- Developer: Black Lantern Studios
- Publishers: NA: DSI Games; EU: Zoo Digital Publishing;
- Platform: Nintendo DS
- Release: NA: October 19, 2007; AU: March 2008; EU: April 18, 2008;
- Genre: Puzzle
- Modes: Single Player, multiplayer

= Betty Boop's Double Shift =

2007 video game

Betty Boop's Double Shift is a puzzle game, developed and published by DSI Games. The game is based on the popular Betty Boop cartoon series.

==Gameplay==

Screenshot of the Diner Dash type play in Betty Boop's Double Shift.
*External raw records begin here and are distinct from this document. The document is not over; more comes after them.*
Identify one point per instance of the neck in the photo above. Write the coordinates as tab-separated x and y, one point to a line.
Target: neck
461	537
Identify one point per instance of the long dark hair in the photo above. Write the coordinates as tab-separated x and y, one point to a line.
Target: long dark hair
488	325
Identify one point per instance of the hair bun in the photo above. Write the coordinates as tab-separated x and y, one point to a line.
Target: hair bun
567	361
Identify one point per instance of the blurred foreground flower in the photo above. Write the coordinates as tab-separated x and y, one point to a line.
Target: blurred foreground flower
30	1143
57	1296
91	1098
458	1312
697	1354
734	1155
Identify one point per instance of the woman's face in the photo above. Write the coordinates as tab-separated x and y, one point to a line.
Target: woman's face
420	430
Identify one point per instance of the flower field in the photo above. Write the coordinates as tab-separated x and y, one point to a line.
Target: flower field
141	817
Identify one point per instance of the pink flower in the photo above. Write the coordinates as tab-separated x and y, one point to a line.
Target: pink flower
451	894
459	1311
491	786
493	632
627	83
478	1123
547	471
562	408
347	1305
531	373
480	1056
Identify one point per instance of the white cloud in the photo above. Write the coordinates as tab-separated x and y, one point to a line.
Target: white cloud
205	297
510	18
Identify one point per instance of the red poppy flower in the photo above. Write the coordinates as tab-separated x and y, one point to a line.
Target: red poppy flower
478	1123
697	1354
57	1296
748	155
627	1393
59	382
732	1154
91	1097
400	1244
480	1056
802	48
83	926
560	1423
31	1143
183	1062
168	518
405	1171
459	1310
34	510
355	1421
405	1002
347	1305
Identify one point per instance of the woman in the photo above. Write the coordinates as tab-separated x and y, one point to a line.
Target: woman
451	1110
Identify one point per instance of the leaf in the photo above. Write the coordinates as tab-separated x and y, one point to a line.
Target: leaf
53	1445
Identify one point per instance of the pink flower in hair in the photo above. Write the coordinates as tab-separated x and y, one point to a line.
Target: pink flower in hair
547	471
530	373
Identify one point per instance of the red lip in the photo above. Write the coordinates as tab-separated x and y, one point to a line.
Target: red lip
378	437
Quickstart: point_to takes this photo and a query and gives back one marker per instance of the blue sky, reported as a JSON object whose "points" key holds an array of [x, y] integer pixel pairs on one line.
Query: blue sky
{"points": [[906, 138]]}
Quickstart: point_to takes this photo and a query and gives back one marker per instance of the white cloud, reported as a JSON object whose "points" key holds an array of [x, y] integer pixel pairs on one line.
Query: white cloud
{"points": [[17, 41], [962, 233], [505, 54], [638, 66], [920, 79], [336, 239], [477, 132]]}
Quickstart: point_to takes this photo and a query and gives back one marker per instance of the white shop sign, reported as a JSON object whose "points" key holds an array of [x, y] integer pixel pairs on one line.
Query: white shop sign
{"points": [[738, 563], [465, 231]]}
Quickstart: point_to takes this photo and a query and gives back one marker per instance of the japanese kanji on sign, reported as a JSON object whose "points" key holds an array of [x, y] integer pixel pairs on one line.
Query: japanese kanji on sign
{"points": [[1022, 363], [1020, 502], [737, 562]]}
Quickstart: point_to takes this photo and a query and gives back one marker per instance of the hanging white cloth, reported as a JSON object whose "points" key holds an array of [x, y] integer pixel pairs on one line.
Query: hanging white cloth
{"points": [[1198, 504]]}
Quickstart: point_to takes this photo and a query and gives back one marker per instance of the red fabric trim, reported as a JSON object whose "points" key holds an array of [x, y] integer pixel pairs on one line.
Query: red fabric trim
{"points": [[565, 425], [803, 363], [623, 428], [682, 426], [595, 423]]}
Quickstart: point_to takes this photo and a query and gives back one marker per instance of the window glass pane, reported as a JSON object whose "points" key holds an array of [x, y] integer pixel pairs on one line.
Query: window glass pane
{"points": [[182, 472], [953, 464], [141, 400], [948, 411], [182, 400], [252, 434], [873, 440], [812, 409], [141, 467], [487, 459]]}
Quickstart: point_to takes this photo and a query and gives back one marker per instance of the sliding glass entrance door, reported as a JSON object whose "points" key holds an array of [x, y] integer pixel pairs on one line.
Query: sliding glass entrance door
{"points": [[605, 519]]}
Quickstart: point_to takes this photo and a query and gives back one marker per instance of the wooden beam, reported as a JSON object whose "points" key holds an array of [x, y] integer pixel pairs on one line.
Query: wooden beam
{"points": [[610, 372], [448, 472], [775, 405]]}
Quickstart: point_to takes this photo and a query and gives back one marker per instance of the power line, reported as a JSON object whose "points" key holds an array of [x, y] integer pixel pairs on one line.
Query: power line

The gameplay is similar to the Diner Dash formula. Betty Boop must move from table to table in order to serve her customers in a timely manner, but if she takes too much time, customers will get angry and leave. After a while, however, Betty Boop's Double Shift changes gears, and becomes a game more akin to Elite Beat Agents. Betty gets called to the front of the diner to sing a song, and the player must tap the stylus on the buttons that correspond to the note she sings.

==Reception==
Critical reaction has been overwhelmingly negative. Nintendojo, which gave it a 3.0 out of 10, criticized the unresponsive touch controls, and the game's lack of originality. IGN came down on the game for being a clone of Diner Dash and Cake Mania, and gave the game a 4.5 out of 10.